Однако Роллан вскоре убедился, как обманулся он в своих ожиданиях. Винтовая лестница и впрямь привела их наверх. Вероятно, ранее здесь был какой-то склад или ангар, но по причине былого катаклизма все было разрушено и теперь представляло собой разрозненную груду торчащих в разные стороны обломков каркаса довольно большого помещения. Под одним из этих лежащих под углом к поверхности земли обломков и скрывался ведущий вниз проход вместе с винтовой лестницей. По всей видимости была ночь, но пространственно-временная дуга исправно цвела и здесь, освящая любую ночь и делая её "белой" или, иначе говоря, "светлой".
Довольно долго они сидели на одном из мелких обломков, даже не потрудившись смести с него пыль, и старались прийти в себя, перевести дух. Воздух был куда как посвежей, чем внизу, под землёй. Правда, не ощущалось почти никаких запахов. Ни влагой не тянуло, ни зеленью, не было слышно пения птиц, даже легкое дуновения ветра их не касалось. К тому же стояла тишина, которую очень легко можно было назвать мертвой. Роллан обратил внимание, что Оззи стало получше: по крайней мере цвет лица перестал быть таким землистым, как несколько ранее, теперь он был просто бледным.

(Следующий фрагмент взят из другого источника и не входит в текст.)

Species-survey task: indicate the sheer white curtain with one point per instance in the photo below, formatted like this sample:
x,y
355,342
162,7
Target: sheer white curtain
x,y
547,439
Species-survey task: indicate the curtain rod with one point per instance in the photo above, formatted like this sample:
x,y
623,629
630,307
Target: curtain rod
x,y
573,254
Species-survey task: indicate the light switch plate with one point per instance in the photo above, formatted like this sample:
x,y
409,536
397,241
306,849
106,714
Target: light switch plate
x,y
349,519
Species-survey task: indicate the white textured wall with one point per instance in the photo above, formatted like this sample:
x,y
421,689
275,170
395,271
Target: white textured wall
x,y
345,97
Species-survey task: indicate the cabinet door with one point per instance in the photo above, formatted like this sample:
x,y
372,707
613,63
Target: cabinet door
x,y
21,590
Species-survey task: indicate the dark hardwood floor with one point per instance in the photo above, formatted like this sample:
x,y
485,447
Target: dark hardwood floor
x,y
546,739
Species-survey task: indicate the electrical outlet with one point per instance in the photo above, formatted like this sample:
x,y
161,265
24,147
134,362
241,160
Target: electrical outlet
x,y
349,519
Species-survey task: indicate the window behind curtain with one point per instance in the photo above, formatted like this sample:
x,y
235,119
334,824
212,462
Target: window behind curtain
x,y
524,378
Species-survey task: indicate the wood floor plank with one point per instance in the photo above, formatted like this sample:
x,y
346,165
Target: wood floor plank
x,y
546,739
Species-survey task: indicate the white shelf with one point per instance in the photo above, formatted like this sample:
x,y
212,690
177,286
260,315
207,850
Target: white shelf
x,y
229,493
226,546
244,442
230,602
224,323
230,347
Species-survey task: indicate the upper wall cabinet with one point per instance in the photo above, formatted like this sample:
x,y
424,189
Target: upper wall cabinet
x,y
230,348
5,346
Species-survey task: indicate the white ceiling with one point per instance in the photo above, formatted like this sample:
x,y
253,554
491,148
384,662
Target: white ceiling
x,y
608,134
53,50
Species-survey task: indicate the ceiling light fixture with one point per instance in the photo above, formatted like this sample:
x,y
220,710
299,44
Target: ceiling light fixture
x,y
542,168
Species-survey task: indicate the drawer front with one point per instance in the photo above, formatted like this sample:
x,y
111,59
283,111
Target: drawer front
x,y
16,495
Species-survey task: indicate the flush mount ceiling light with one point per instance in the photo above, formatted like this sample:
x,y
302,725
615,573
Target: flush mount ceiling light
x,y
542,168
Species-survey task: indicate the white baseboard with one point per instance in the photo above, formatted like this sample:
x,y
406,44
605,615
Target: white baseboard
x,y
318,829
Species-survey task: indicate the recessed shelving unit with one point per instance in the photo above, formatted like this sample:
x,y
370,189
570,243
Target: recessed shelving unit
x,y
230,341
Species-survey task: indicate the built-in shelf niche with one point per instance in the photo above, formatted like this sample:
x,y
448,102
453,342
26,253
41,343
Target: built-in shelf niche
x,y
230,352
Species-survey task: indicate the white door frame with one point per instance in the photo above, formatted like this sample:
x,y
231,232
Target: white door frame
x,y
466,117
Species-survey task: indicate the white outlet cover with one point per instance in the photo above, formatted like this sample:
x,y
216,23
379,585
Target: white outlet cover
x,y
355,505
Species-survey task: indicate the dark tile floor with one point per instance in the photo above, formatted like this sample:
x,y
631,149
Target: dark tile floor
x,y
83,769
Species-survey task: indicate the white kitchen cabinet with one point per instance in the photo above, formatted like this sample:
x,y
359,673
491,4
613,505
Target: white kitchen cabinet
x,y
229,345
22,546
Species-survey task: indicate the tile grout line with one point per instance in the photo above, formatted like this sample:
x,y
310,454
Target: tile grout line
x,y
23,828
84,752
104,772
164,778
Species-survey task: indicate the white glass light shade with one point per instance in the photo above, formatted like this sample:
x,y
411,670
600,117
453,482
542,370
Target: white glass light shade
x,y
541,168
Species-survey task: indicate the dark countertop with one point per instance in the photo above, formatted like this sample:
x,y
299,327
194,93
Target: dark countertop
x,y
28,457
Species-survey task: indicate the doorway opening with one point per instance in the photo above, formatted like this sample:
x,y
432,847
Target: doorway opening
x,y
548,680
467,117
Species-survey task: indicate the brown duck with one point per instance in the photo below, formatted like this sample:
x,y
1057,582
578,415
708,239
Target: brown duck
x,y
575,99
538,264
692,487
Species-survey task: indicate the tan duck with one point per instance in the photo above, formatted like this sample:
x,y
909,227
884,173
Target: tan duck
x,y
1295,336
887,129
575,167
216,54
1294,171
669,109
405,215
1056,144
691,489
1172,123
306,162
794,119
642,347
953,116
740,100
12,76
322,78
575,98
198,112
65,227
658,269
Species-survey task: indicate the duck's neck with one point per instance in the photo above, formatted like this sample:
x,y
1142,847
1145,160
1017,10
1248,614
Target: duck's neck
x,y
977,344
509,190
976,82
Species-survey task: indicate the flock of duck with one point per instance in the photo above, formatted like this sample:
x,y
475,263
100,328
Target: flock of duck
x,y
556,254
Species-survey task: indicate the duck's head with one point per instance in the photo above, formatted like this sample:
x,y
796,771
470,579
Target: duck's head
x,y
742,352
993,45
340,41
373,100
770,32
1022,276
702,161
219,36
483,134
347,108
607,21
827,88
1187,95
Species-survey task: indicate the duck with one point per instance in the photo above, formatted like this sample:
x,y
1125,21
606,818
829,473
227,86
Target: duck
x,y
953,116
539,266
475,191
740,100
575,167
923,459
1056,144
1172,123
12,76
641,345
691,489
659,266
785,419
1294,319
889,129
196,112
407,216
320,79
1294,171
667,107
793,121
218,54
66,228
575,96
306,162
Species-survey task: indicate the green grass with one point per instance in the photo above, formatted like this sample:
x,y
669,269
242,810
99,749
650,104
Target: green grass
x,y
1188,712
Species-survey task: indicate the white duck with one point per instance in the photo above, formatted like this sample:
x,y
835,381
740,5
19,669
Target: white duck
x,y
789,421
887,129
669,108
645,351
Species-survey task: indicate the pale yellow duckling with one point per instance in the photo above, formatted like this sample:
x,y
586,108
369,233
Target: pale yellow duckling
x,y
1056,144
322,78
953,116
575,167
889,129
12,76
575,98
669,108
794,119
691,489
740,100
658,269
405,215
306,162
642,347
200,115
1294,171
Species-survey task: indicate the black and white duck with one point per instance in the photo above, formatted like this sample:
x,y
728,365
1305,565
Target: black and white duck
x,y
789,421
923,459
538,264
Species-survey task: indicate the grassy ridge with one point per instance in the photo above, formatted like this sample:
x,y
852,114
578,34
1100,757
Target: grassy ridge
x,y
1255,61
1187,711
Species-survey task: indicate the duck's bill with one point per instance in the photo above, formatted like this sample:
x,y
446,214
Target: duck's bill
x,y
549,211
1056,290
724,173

– Здесь что-то не так, – прошептал Оззи. – Мне это не нравится. Такой тишины просто не бывает!
Он поднялся. В одной руке он сжимал вынутый из ножен меч, а в другой – всю ту же флейту.
– Оззи! – не удержался-таки Роллан. – А зачем тебе сейчас эта флейта?
Оззи смерил его взглядом, в котором сквозило непонимание: мол, о чём ты вообще говоришь, зачем спрашиваешь? И вообще Роллану показалось, что Оззи не узнает в нём своего спутника, словно в первый раз видит. Это было страшновато.
– Это флейта Чужестранца! – сказал Оззи почти шёпотом. – Это наша единственная надежда!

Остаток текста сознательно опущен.